For founders, this network matters because early AI companies often need more than workspace. They need cloud providers, model companies, investors, enterprise contacts, and people who can help turn a promising product into a business.
The revenue target is explicit
F/ai is not presenting itself as a broad educational program. Its stated commercial aim is direct: help cohort companies target €1 million (about $1.14 million) within six months.
That focus is a response to a criticism Varza said Station F had heard about European startups. “We’d heard quite a bit of criticism about the slow pace of commercialization of European startups,” she said. “This brings them on par with what investors are seeing in the U.S.”
The program’s first batch has already produced visible signals.
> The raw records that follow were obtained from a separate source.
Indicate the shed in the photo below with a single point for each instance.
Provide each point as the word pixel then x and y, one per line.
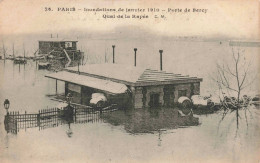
pixel 142 87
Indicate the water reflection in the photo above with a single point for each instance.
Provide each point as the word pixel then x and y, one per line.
pixel 83 140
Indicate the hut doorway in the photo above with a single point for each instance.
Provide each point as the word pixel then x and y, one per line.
pixel 154 100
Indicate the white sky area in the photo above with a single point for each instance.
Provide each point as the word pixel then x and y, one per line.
pixel 232 18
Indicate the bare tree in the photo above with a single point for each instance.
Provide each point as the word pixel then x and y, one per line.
pixel 232 79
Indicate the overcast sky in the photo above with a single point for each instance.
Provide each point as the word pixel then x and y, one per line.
pixel 224 17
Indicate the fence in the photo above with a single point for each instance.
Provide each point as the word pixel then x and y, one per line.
pixel 53 117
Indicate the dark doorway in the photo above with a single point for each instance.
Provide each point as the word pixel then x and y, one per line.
pixel 154 100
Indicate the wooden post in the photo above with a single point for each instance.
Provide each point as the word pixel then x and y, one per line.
pixel 113 46
pixel 25 120
pixel 38 119
pixel 135 49
pixel 161 51
pixel 56 86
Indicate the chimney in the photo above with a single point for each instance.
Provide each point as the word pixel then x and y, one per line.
pixel 113 46
pixel 161 51
pixel 135 49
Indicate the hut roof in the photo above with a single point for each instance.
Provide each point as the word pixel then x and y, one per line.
pixel 105 85
pixel 134 76
pixel 57 40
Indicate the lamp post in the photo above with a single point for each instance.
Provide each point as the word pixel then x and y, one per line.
pixel 6 105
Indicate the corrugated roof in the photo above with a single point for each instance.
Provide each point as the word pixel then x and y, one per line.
pixel 132 75
pixel 105 85
pixel 58 40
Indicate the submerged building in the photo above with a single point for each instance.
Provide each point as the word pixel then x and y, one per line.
pixel 127 86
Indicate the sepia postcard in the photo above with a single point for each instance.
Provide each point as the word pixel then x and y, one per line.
pixel 123 81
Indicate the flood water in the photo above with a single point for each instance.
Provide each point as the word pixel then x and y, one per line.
pixel 26 88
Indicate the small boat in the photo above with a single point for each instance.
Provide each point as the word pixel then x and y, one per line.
pixel 43 65
pixel 20 60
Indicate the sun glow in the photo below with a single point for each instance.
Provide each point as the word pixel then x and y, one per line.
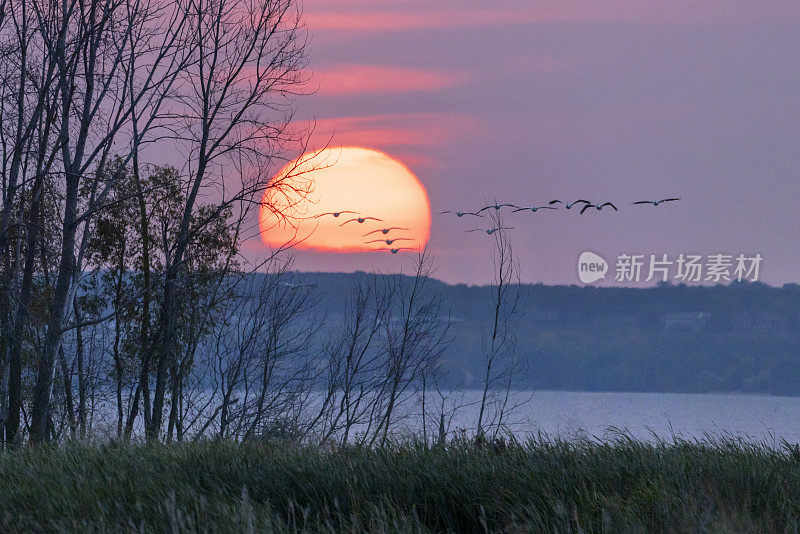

Two teams gained international recognition: Alpic won the global grand finale of The Pitch, a competition organized by Deel, and Rippletide won the OpenAI Codex Hackathon.
Awards can help young companies, especially when they come with funding or attention. But F/ai’s larger test is whether startups can convert early product momentum into paying customers, investor confidence and repeatable revenue.
Investor interest and founder profile
Investors appear to have responded positively to the first cohort. According to Station F, the group collectively raised $34 million in pre-seed funding.
The background of the founders may have helped. Among the 20 AI startups in the first cohort, 80% were founded by repeat entrepreneurs, and a third of those founders hold PhDs.
That profile reflects how F/ai chooses companies. The accelerator selects its cohort exclusively through recommendations from founders, partners and investors. Teams cannot apply directly.
This approach may help Station F filter for experienced founders and trusted referrals, but it also carries a clear tension. The source notes that such a process could add to the cliquishness and elitism France’s tech scene is at times accused of.
Varza said teams can still get in touch with one of F/ai’s many partners, and perhaps soon with alumni. She also noted that Station F has some 30 other programs startups can apply to.
Keeping AI founders in Europe
Access appears to be one of F/ai’s core messages. Station F has previously hosted figures such as Turing Award winner Yann LeCun for private chats, and the accelerator is trying to show that high-level AI networks are not only available in the U.S.
“Today, if the founders here want to speak to people at this level, they all seem to think they need to go to the U.S. and join a program there. We actually want to show that you can stay here and do it from here,” Varza said.
That statement captures the strategic point behind F/ai. Station F is not just offering a program for AI startups; it is making a case that European founders can build, connect and commercialize from Europe.
The second batch will test that case again this September. With additional partners, a revenue-focused structure and a growing record from the first cohort, F/ai is becoming one of Station F’s clearest bets on the next wave of European AI startups.